Early in his time as AD, Walters began the Princeton Academic Athletic Fellows program, which he based on his relationship with Bressler from his own undergraduate days. That program has grown to identify many faculty and staff members at the University and match them with Princeton's 38 varsity teams, and thousands of Princeton athletes have been able to develop a relationship similar to the one that Bressler and Walters had.

"It's always good to have an adult to talk to," Bressler once said about the program. "Of course, you don't always know which one's the adult."

In further tribute, Walters also created the Marvin Bressler Award, the official wording of which is:
"Awarded to that member of the Princeton family who, through heartfelt support of the University’s student-athletes and coaches, best embodies a belief in the lifelong lessons taught by competition and athletics as a complement to the overall educational mission. Awarded in the spirit of Marvin Bressler, professor of sociology, 1963-94."

Bressler, like TigerBlog, was educated at Penn before spending his career at Princeton. Bressler grew up in Philadelphia and spent a great deal of time at Connie Mack Stadium; TB once gave him a book about the stadium that had been written by a former professor of his at Penn.

In the 21 years that TB knew Bressler, they had exactly one disagreement, over, ironically enough, the misuse of a word. It was a disagreement that was resolved within minutes. A few days later, before a men's basketball game at Jadwin, TB and Bressler joked about the incident, and then it was back to business as usual.
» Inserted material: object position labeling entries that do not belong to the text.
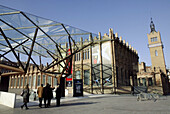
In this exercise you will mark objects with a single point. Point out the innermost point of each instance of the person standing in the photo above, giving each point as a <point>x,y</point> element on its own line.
<point>46,94</point>
<point>40,95</point>
<point>50,94</point>
<point>58,95</point>
<point>25,95</point>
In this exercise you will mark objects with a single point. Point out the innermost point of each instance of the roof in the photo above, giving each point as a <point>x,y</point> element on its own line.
<point>20,28</point>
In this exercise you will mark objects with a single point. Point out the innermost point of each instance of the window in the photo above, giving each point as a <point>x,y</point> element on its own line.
<point>77,75</point>
<point>55,82</point>
<point>44,79</point>
<point>154,39</point>
<point>156,53</point>
<point>25,83</point>
<point>29,81</point>
<point>12,82</point>
<point>21,81</point>
<point>49,79</point>
<point>38,84</point>
<point>86,77</point>
<point>15,80</point>
<point>34,80</point>
<point>18,81</point>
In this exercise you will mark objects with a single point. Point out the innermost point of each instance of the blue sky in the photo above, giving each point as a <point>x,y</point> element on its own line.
<point>129,18</point>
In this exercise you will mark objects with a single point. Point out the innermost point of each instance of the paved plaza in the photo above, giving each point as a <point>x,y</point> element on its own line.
<point>97,104</point>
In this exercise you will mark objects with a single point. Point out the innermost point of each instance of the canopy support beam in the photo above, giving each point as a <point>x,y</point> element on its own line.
<point>11,48</point>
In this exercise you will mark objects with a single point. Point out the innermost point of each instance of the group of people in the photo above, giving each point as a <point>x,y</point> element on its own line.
<point>45,93</point>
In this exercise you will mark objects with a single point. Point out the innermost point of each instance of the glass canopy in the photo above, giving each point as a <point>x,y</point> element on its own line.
<point>20,27</point>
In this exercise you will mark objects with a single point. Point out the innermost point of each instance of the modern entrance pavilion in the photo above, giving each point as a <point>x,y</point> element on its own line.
<point>37,51</point>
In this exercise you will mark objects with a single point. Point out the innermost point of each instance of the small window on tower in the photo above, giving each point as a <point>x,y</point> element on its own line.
<point>156,53</point>
<point>154,39</point>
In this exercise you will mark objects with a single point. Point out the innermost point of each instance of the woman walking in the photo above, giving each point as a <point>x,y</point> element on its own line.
<point>25,95</point>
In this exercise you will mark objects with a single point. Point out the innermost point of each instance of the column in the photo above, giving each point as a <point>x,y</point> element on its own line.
<point>91,76</point>
<point>101,64</point>
<point>81,43</point>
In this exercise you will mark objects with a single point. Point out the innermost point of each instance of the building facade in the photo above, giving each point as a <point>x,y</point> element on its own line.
<point>107,66</point>
<point>154,76</point>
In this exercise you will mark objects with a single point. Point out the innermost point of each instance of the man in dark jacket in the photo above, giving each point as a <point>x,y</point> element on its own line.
<point>46,94</point>
<point>58,95</point>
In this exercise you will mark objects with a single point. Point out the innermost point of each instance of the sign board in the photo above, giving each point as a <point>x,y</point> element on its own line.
<point>77,87</point>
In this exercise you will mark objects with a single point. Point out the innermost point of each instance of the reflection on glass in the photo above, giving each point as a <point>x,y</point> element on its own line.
<point>15,82</point>
<point>86,77</point>
<point>29,81</point>
<point>25,81</point>
<point>38,84</point>
<point>34,80</point>
<point>44,79</point>
<point>55,81</point>
<point>49,79</point>
<point>77,75</point>
<point>21,81</point>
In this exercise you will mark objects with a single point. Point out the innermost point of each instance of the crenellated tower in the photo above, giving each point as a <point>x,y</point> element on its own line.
<point>156,49</point>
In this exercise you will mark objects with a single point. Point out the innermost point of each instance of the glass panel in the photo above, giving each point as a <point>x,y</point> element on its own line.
<point>86,77</point>
<point>15,80</point>
<point>29,81</point>
<point>34,80</point>
<point>156,53</point>
<point>12,82</point>
<point>44,80</point>
<point>25,81</point>
<point>49,80</point>
<point>55,82</point>
<point>54,29</point>
<point>18,81</point>
<point>144,81</point>
<point>21,81</point>
<point>150,81</point>
<point>77,75</point>
<point>39,79</point>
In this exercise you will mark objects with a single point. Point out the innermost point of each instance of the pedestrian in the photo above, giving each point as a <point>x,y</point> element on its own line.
<point>58,95</point>
<point>40,95</point>
<point>45,94</point>
<point>50,94</point>
<point>25,94</point>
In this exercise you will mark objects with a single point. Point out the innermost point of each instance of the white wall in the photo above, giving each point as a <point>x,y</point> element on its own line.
<point>7,99</point>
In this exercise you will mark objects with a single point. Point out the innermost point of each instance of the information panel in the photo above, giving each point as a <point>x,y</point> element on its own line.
<point>77,87</point>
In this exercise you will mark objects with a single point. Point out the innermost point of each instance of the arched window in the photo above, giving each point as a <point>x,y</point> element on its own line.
<point>156,53</point>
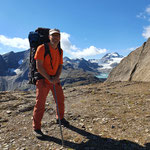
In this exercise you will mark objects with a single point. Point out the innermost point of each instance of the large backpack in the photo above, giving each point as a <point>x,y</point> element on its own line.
<point>36,38</point>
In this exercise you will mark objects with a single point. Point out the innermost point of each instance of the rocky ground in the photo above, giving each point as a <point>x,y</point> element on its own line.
<point>103,116</point>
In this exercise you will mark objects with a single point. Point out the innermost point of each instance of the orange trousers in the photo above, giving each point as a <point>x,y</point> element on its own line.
<point>42,90</point>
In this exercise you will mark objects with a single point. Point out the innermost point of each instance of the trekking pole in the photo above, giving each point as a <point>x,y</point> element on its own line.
<point>62,139</point>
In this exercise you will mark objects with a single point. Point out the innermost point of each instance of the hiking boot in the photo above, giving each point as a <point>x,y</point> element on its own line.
<point>64,122</point>
<point>38,133</point>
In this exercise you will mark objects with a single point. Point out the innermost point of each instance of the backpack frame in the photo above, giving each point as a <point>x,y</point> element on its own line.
<point>40,36</point>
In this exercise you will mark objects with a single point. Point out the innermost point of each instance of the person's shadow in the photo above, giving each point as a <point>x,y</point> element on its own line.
<point>96,142</point>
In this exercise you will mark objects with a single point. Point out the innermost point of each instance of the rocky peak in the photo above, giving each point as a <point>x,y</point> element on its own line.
<point>134,67</point>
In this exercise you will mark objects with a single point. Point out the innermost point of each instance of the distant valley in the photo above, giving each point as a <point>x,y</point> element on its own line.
<point>14,70</point>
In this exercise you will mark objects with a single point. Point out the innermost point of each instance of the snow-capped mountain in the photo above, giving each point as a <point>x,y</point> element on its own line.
<point>14,69</point>
<point>108,61</point>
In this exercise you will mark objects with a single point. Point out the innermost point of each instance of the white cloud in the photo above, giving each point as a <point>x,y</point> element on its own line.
<point>76,52</point>
<point>91,51</point>
<point>146,32</point>
<point>66,45</point>
<point>14,42</point>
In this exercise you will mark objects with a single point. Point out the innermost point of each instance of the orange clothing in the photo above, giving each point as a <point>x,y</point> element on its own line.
<point>42,90</point>
<point>57,59</point>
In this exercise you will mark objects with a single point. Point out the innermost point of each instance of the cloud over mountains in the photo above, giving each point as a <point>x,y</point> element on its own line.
<point>66,44</point>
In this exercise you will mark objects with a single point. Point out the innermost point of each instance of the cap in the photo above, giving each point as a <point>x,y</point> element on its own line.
<point>52,31</point>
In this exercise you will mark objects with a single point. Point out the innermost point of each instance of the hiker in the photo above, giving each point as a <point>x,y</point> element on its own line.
<point>50,69</point>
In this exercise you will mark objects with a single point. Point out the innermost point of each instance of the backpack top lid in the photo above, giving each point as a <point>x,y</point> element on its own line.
<point>40,36</point>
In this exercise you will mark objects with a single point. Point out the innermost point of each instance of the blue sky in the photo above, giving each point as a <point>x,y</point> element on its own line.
<point>89,28</point>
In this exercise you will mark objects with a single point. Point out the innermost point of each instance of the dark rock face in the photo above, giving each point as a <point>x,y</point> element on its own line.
<point>15,67</point>
<point>134,67</point>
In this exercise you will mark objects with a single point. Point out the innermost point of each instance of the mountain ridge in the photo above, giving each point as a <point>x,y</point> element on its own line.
<point>14,71</point>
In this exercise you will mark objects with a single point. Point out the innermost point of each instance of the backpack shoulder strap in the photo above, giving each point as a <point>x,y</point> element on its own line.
<point>59,48</point>
<point>47,51</point>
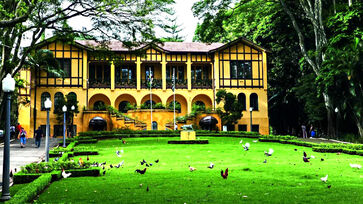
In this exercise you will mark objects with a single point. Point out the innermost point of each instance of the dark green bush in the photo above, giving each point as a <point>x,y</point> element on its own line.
<point>27,193</point>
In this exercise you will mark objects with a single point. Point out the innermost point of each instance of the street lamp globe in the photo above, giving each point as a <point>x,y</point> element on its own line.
<point>47,103</point>
<point>8,84</point>
<point>64,108</point>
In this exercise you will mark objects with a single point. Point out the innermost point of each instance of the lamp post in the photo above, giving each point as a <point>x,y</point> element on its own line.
<point>336,121</point>
<point>47,105</point>
<point>8,86</point>
<point>72,108</point>
<point>64,108</point>
<point>251,109</point>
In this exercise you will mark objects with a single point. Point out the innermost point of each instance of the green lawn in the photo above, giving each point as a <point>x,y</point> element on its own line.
<point>285,178</point>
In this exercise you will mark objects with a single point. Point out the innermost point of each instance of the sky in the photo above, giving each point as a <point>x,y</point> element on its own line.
<point>185,18</point>
<point>183,13</point>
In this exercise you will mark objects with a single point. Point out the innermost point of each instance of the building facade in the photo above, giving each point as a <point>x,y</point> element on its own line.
<point>117,75</point>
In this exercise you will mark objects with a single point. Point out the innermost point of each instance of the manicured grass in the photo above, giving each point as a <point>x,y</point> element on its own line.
<point>285,178</point>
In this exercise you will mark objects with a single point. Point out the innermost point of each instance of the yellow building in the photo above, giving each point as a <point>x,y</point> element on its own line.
<point>117,75</point>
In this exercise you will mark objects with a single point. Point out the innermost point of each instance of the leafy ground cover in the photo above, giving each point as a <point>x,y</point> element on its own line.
<point>284,178</point>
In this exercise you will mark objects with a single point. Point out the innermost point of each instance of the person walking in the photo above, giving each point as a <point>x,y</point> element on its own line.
<point>305,135</point>
<point>22,137</point>
<point>38,136</point>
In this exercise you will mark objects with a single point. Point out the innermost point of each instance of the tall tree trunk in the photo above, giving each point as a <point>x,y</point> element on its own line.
<point>330,115</point>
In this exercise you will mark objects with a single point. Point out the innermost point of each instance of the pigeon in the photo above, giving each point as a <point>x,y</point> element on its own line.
<point>225,174</point>
<point>246,147</point>
<point>358,166</point>
<point>118,153</point>
<point>324,179</point>
<point>192,168</point>
<point>269,153</point>
<point>65,175</point>
<point>120,164</point>
<point>306,158</point>
<point>140,171</point>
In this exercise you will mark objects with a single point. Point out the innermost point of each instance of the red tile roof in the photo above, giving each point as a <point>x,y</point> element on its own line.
<point>167,46</point>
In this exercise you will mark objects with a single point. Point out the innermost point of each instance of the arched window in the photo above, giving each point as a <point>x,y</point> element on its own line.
<point>242,100</point>
<point>99,105</point>
<point>43,97</point>
<point>254,101</point>
<point>154,125</point>
<point>122,107</point>
<point>147,104</point>
<point>58,101</point>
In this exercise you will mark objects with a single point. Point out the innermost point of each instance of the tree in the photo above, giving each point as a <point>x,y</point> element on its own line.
<point>232,110</point>
<point>173,29</point>
<point>24,20</point>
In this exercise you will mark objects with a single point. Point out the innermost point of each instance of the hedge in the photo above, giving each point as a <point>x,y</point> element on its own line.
<point>27,193</point>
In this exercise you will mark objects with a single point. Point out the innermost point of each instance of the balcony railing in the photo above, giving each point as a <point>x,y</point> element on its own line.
<point>179,83</point>
<point>202,84</point>
<point>99,84</point>
<point>157,83</point>
<point>125,83</point>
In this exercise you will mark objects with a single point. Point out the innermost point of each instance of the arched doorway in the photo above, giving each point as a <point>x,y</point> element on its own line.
<point>154,125</point>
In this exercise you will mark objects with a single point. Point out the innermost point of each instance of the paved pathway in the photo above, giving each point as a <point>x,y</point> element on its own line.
<point>22,156</point>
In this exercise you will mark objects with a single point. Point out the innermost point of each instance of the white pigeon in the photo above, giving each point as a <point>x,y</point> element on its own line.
<point>324,179</point>
<point>118,153</point>
<point>192,168</point>
<point>120,164</point>
<point>270,152</point>
<point>358,166</point>
<point>65,175</point>
<point>246,146</point>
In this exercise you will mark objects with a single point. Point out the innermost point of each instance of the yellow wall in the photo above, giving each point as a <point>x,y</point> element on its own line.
<point>138,95</point>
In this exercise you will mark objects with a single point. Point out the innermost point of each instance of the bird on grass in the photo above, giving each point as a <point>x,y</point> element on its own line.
<point>120,164</point>
<point>246,147</point>
<point>80,162</point>
<point>269,153</point>
<point>225,173</point>
<point>358,166</point>
<point>306,158</point>
<point>192,168</point>
<point>65,175</point>
<point>324,179</point>
<point>118,153</point>
<point>140,171</point>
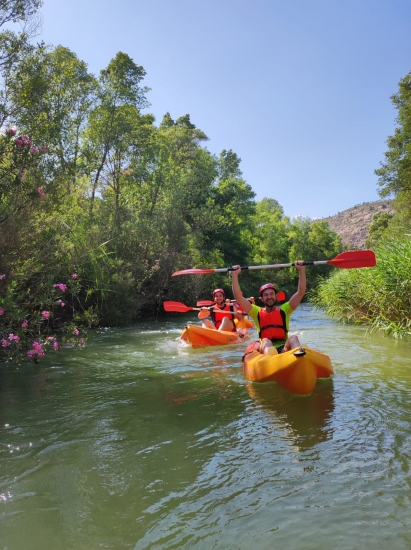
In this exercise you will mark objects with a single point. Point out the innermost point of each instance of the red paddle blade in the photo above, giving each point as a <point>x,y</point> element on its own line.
<point>176,306</point>
<point>193,272</point>
<point>353,259</point>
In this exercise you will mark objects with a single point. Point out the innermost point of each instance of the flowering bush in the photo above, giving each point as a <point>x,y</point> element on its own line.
<point>26,321</point>
<point>18,158</point>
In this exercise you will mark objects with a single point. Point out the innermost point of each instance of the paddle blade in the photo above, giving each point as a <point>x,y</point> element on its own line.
<point>193,272</point>
<point>176,306</point>
<point>353,259</point>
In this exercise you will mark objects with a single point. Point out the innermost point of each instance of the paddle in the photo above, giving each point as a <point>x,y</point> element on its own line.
<point>182,308</point>
<point>280,298</point>
<point>346,260</point>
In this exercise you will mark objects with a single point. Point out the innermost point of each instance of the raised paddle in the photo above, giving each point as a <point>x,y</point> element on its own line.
<point>182,308</point>
<point>346,260</point>
<point>280,298</point>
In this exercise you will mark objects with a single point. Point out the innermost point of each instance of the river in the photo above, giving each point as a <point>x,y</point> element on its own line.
<point>139,442</point>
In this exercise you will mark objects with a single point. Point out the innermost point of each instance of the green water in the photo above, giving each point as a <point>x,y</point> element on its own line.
<point>138,442</point>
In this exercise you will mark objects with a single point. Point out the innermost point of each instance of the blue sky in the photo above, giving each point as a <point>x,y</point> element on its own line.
<point>300,90</point>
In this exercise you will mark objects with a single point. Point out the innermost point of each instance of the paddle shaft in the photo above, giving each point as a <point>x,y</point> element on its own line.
<point>249,267</point>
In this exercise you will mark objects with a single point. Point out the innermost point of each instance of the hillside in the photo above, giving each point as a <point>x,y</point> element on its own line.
<point>351,225</point>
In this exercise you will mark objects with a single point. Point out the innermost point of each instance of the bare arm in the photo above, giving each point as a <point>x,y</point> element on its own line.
<point>243,302</point>
<point>296,298</point>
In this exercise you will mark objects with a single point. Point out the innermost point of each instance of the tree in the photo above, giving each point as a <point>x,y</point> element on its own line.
<point>394,176</point>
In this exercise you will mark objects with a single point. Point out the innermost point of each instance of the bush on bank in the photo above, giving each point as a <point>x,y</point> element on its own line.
<point>379,297</point>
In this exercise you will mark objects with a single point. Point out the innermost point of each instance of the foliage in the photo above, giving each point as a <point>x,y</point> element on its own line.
<point>91,186</point>
<point>378,297</point>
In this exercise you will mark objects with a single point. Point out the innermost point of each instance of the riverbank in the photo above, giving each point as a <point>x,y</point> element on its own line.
<point>378,297</point>
<point>137,441</point>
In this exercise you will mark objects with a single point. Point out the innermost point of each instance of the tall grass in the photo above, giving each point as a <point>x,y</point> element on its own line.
<point>379,297</point>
The rest of the time TB knew Bressler, he looked at him as a giant of a human being, one who touched so many, one who spent so much of his life laughing and making others laugh.

TB wrote about him often, including here on TigerBlog itself. Most recently, he wrote about the time he ran into Bressler while he was buying yogurt.

Sociology is the study of society, or, in other words, the study of people.

Marvin Bressler was in the perfect field. He spent 87 years studying people, entertaining people, learning from them, teaching them.

"The best teachers," he said, "are the ones from whom you continue to learn long after you've left their classroom."

TB never took a class from Marv Bressler, but he feels like he's spent years in his classroom. He also feels like it'll be a long time before he stops learning from what Bressler taught him.

Marv Bressler is worth talking about, and you can't talk about him superficially.

TigerBlog will miss him.

3 comments:

jdd91 said...

thank you for this. it is perfect. i will read it a thousand times and think each time it is perfect. and you are right-- he would prefer us to smile as a response. smile, and hold a seminar. thanks for getting it so very very right.

Anonymous said...

And what was the one word you disagreed on? Who was right?

Princeton OAC said...

The word was "verbose," which TB never knew had a negative connotation to it. Dr. Bressler pointed it out as such and then, after reviewing its usage, suggested that perhaps TB had been on with what he said. Then we laughed and never mentioned it again.